BenchMARL - Benchmarking Multi-Agent Reinforcement Learning

BenchMARL is a library for benchmarking Multi-Agent Reinforcement Learning (MARL) using TorchRL. BenchMARL allows to quickly compare different MARL algorithms, tasks, and models while being systematically grounded in its two core tenets: reproducibility and standardization.

TL;DR:

  • We introduce BenchMARL, a training library for benchmarking MARL algorithms, tasks, and models backed by TorchRL.
  • BenchMARL already contains a variety of SOTA algorithms and tasks.
  • BenchMARL is grounded by its core tenets: standardization and reproducibility

What is BenchMARL 🧐?

BenchMARL is a Multi-Agent Reinforcement Learning (MARL) training library created to enable reproducibility and benchmarking across different MARL algorithms and environments. Its mission is to present a standardized interface that allows easy integration of new algorithms and environments to provide a fair comparison with existing solutions. BenchMARL uses TorchRL as its backend, which grants it high performance and state-of-the-art implementations. It also uses hydra for flexible and modular configuration, and its data reporting is compatible with marl-eval for standardised and statistically strong evaluations.
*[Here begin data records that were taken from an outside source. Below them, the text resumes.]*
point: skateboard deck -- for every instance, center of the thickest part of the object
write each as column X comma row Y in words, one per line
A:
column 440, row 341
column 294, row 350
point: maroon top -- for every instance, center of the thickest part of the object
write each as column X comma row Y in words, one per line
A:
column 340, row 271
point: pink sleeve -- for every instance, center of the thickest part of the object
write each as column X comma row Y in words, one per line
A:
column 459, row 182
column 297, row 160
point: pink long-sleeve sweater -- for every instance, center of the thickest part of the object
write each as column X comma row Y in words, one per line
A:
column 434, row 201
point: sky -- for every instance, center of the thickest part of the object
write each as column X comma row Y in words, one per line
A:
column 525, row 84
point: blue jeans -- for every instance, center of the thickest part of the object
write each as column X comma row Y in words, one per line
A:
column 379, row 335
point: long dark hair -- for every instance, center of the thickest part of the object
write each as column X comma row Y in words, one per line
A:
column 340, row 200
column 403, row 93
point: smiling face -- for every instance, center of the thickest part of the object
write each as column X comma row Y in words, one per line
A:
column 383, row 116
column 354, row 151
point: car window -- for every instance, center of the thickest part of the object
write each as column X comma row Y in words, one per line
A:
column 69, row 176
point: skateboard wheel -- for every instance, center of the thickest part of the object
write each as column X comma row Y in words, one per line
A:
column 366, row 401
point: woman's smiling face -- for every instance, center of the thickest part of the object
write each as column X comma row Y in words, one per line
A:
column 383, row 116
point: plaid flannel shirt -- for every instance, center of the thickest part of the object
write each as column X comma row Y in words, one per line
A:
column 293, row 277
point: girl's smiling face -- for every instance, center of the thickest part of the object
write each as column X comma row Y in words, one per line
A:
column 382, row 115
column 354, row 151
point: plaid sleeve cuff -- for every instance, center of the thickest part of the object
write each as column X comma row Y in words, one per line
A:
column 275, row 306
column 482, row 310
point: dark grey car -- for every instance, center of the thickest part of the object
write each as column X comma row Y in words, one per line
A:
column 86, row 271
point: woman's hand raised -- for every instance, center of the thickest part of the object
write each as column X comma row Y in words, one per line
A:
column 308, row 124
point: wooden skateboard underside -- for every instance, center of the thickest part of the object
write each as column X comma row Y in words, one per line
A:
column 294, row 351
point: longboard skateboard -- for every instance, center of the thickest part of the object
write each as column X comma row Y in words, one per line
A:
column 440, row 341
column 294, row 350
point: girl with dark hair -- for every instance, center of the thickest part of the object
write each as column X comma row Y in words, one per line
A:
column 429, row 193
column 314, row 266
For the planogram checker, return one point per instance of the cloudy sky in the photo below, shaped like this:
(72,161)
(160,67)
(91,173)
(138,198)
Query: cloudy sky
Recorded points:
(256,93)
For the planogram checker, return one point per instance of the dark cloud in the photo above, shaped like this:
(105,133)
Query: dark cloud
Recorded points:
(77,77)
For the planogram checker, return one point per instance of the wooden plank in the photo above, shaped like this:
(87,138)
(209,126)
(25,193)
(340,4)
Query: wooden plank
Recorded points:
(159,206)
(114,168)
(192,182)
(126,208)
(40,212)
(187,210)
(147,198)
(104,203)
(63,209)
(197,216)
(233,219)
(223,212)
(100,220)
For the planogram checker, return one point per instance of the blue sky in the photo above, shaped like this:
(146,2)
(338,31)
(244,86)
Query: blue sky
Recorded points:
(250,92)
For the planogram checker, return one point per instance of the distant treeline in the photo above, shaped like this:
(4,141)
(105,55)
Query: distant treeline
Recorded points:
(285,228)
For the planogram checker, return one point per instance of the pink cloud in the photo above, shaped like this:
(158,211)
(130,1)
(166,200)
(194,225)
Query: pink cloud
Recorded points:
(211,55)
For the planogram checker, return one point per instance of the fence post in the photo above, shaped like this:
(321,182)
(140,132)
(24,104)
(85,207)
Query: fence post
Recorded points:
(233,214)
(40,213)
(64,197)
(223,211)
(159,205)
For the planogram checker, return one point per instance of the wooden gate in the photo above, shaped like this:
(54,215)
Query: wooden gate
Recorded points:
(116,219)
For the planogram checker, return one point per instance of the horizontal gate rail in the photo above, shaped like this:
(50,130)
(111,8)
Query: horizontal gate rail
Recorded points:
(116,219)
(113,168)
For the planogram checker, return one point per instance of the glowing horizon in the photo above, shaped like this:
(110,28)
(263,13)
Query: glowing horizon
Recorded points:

BenchMARL core design tenets are:

  • Reproducibility through systematical grounding and standardization of configuration
  • Standardised and statistically-strong plotting and reporting
  • Experiments that are independent of the algorithm, environment, and model choices
  • Breadth over the MARL ecosystem
  • Easy implementation of new algorithms, environments, and models
  • Leveraging the know-how and infrastructure of TorchRL, without reinventing the wheel

Why would I BenchMARL 🤔?

Why would you BenchMARL, I see you ask. Well, you can BenchMARL to compare different algorithms, environments, models, to check how your new research compares to existing ones, or if you just want to approach the domain and want to easily take a picture of the landscape.

Why does it exist?

We created it because, compared to other ML domains, RL has always been more fragmented in terms of shared community standards, tools, and interfaces. In MARL, this problem is even more evident, with new libraries being frequently introduced that focus on specific algorithms, environments, or models. Furthermore, these libraries often implement components from scratch, without leveraging the know-how of the single-agent RL community. In fact, the great majority of components used in MARL is shared with single-agent RL (e.g., losses like MAPPO, models, probability distributions, replay buffers, and much more).

This fragmentation of the domain has led to a reproducibility crisis, recently highlighted in a NeurIPS paper 1. While authors in 1 propose a set of tools for statistically-strong results’ reporting, there is still the need for a standardized library to run such benchmarks. This is where BenchMARL comes in. Its mission is to provide a benchmarking tool for MARL, leveraging the components of TorchRL for a solid RL backend.

How do I use it?

Command line

Simple, to run an experiment from the command line do:

python benchmarl/run.py algorithm=mappo task=vmas/balance

to run multiple experiments, a benchmark you can do:

python benchmarl/run.py -m algorithm=mappo,qmix,masac task=vmas/balance,vmas/sampling seed=0,1

Multirun has many launchers supported in the backend. The default implementation for hydra multirun is sequential, but parallel and slurm launchers are also available.

Script

Run an experiment:

experiment = Experiment(
    task=VmasTask.BALANCE.get_from_yaml(),
    algorithm_config=MappoConfig.get_from_yaml(),
    model_config=MlpConfig.get_from_yaml(),
    critic_model_config=MlpConfig.get_from_yaml(),
    seed=0,
    config=ExperimentConfig.get_from_yaml(),
)
experiment.run()

Run a benchmark:

benchmark = Benchmark(
    algorithm_configs=[
        MappoConfig.get_from_yaml(),
        QmixConfig.get_from_yaml(),
        MasacConfig.get_from_yaml(),
    ],
    tasks=[
        VmasTask.BALANCE.get_from_yaml(),
        VmasTask.SAMPLING.get_from_yaml(),
    ],
    seeds={0, 1},
    experiment_config=ExperimentConfig.get_from_yaml(),
    model_config=MlpConfig.get_from_yaml(),
    critic_model_config=MlpConfig.get_from_yaml(),
)
benchmark.run_sequential()

Components

The goal of BenchMARL is to bring different MARL environments and algorithms under the same interfaces to enable fair and reproducible comparison and benchmarking. BenchMARL is a full-pipline unified training library with the goal of enabling users to run any comparison they want across our algorithms and tasks in just one line of code. To achieve this, BenchMARL interconnects components from TorchRL, which provides an efficient and reliable backend.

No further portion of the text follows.